0xd13a

A rookie in a world of pwns

HXP CTF 2018 Writeup: cheatquest of hxpschr 2

Paintings

Don’t you want to admire the beautiful pictures I created while playing your favourite game for Gameboy Advance? I tried to take take a photo using my camera but it is freaking impossible to see the contents of the screen.

For your convenience I therefore developed my own screen capturing software. Now decode those pictures!

Note: Please convert the flag to lowercase before submitting it.

Download: cheatquest of hxpschr 2-0e854089ec64f6d8.tar.xz

200 Basepoints + 100 Bonuspoints * min(1, 3/9 Solves) = 233 Points

Based on the pictures and the provided pcap we are dealing with a USB communication between a client application and Game Boy Advance. There are screen captures of the device screen somehow encoded in the pcap, and supposedly the flag is in those images.

Pcap analysis in Wireshark shows a number of USB packet types, but the ones that realistically contain the data that we need are likely the URB_INTERRUPT packets:

According to Game Boy Advance Wikipedia page the screen resolution is 240x160, which is 38400 pixels, so the amount of data for the single image should be sizeable.
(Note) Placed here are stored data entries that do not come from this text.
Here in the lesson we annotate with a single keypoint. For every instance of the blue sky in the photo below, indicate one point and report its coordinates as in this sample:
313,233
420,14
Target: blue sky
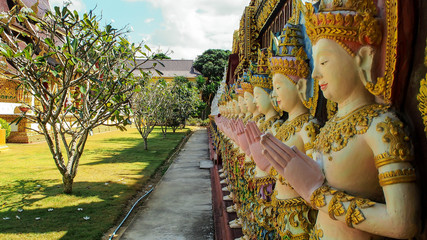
184,28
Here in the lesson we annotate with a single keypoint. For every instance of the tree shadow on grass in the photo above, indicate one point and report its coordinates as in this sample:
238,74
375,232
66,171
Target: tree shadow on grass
104,209
159,149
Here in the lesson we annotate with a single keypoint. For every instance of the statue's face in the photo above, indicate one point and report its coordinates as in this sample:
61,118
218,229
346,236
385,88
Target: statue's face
242,105
236,107
249,99
285,92
262,100
336,70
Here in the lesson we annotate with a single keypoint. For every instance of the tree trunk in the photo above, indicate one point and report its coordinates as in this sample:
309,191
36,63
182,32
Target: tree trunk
68,183
145,143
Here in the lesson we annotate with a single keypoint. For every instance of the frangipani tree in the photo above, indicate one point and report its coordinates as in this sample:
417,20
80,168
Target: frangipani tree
79,73
149,105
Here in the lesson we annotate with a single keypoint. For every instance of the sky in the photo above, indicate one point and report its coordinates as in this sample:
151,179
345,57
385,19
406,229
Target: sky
182,28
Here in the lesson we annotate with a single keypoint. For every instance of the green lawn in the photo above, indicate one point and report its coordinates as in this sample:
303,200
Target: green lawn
114,166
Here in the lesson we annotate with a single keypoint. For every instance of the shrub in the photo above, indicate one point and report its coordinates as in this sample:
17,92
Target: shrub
5,125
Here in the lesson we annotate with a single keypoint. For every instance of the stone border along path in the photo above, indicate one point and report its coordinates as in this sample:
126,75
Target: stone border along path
180,207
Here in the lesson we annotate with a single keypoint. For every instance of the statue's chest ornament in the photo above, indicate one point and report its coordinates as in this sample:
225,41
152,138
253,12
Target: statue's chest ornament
289,128
267,124
337,132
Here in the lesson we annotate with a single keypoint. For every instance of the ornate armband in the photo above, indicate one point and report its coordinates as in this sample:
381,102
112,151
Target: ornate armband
353,213
398,176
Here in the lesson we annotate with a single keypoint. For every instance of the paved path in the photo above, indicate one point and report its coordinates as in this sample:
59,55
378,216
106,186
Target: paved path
180,207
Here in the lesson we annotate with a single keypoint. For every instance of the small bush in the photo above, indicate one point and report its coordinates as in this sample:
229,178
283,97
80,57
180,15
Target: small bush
5,125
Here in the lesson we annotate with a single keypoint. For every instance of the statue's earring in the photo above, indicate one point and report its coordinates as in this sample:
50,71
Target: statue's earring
275,105
364,60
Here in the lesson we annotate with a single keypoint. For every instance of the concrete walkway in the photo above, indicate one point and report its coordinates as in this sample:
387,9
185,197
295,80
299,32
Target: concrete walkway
180,207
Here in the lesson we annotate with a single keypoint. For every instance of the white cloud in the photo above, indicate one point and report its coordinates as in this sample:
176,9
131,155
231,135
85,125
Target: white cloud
148,20
75,4
192,26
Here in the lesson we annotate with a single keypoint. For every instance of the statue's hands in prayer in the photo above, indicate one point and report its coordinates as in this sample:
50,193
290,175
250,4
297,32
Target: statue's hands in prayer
241,137
253,135
302,172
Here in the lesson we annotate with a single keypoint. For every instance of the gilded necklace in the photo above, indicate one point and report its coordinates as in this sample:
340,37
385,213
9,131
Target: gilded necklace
336,133
265,125
247,118
258,117
289,128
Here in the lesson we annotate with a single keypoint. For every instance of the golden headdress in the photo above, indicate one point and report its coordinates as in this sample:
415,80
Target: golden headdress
238,89
245,83
351,23
289,57
260,73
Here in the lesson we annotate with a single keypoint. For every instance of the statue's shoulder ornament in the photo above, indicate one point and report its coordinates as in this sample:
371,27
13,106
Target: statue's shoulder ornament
337,132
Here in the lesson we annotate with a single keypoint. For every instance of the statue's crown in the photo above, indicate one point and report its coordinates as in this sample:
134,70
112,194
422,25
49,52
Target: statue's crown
288,55
351,23
259,72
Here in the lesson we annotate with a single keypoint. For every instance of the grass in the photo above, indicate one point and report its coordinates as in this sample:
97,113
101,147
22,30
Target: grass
114,166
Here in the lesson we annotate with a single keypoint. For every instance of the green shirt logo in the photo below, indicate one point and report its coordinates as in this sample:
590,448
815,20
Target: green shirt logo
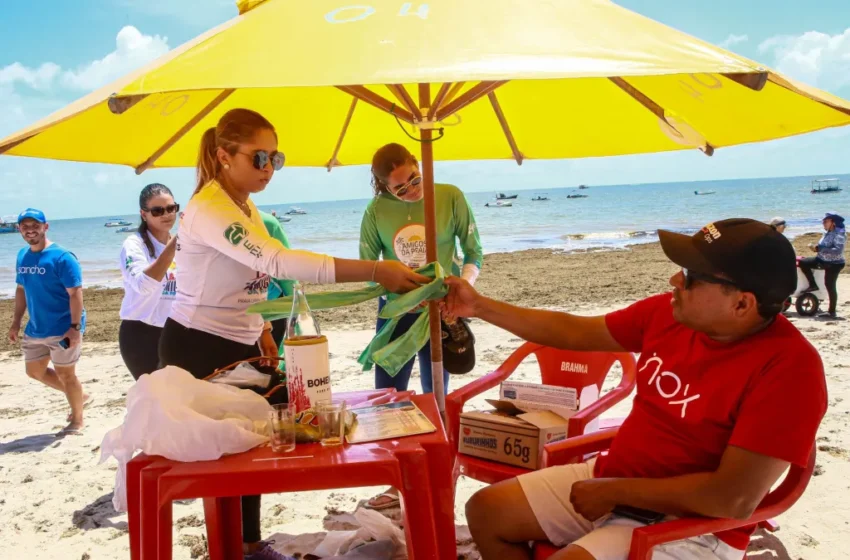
235,233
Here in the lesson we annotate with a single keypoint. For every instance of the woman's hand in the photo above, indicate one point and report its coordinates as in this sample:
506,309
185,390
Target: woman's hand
268,348
397,277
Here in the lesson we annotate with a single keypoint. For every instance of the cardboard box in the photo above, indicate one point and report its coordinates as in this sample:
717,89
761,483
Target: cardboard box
509,435
526,417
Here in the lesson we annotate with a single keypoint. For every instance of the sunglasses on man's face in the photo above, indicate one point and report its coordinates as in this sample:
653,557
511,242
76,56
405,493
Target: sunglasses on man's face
261,158
401,190
691,277
159,211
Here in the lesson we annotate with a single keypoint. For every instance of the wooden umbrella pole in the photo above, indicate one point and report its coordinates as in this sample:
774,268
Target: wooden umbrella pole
431,249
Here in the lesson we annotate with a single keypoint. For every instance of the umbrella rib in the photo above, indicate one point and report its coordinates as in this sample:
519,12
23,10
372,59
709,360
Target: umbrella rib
779,81
438,101
333,162
148,163
375,100
401,94
494,101
476,92
653,107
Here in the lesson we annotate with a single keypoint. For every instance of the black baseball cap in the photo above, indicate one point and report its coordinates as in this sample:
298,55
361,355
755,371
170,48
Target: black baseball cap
753,255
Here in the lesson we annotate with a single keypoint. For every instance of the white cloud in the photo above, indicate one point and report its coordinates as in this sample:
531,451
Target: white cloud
133,49
816,58
733,40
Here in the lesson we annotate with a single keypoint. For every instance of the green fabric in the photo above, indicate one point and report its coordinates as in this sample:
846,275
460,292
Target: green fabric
387,232
389,355
277,286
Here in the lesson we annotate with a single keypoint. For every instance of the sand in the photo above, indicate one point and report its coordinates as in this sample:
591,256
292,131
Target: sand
56,500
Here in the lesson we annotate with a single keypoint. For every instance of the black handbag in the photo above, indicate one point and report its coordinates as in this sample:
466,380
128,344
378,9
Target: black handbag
458,347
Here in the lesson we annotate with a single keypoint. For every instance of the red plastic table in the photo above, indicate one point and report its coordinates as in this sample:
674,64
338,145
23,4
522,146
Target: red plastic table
420,466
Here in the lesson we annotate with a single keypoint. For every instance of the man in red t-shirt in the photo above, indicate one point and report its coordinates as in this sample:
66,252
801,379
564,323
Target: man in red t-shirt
729,394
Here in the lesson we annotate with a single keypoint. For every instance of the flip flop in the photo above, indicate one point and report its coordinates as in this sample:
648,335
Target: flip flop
393,503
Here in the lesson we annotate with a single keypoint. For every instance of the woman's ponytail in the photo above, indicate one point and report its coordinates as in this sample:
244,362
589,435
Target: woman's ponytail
208,165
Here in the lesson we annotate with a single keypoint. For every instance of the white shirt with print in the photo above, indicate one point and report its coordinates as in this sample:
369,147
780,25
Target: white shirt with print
145,299
224,263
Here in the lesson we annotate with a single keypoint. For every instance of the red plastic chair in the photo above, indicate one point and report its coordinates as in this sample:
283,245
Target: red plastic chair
550,361
644,539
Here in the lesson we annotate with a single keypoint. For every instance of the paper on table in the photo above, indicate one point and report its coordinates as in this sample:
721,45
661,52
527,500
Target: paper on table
388,421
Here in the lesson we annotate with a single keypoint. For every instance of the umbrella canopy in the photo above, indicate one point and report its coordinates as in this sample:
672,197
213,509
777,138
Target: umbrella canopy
568,79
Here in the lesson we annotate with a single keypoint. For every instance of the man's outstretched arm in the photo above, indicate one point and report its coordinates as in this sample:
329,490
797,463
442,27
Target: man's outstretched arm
549,328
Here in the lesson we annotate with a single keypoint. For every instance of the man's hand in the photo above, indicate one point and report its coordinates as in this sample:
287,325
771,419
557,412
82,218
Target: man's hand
74,337
268,348
14,331
590,498
462,300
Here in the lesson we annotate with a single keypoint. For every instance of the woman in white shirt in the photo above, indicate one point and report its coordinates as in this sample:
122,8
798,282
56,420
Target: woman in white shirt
226,258
147,265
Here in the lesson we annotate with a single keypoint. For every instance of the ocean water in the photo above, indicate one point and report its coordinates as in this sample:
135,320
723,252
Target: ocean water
610,217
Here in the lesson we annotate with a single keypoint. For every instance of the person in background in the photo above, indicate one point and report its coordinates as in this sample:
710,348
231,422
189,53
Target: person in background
150,285
278,287
393,228
50,289
729,394
225,259
778,224
830,259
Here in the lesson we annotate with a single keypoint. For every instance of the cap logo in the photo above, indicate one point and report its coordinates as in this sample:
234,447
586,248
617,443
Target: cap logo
711,233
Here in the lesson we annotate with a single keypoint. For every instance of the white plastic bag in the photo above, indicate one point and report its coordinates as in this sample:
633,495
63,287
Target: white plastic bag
170,413
373,527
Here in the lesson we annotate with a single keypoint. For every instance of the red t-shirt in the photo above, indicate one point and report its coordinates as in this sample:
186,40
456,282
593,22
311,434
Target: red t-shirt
696,396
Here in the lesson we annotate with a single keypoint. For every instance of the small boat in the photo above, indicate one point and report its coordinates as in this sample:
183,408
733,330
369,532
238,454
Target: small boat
9,224
820,186
117,222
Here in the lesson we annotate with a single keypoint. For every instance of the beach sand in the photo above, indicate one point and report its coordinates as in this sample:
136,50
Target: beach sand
55,500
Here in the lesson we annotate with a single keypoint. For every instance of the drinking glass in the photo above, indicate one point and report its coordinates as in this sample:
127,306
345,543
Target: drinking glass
331,423
282,420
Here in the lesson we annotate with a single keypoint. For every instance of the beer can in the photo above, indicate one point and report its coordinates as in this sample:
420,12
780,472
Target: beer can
308,371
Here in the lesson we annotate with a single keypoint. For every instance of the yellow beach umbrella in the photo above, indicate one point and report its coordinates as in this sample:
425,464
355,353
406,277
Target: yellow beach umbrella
471,79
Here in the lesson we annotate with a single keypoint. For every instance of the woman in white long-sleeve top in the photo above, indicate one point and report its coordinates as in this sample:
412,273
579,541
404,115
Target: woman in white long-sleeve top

Different packet sets in the capture are marked by different “tags” in the data sections - 43425720, 4342571c, and 4342571d; the former looks like the one marking the large data volumes that we need. The client application requests different memory area dumps - 4 through 7, and the one tagged with 6 looks like it contains the data that we are looking for:

There are several groups of 384 blocks of type 6 (each group likely encoding one image), which with 256 data bytes in each block gives us 98304 bytes. Game Boy encodes some of the images with 2 bytes per pixel, which corresponds to 48k pixels - close enough to 38k that we need (because it’s a memory dump it does not have to be an exact amount).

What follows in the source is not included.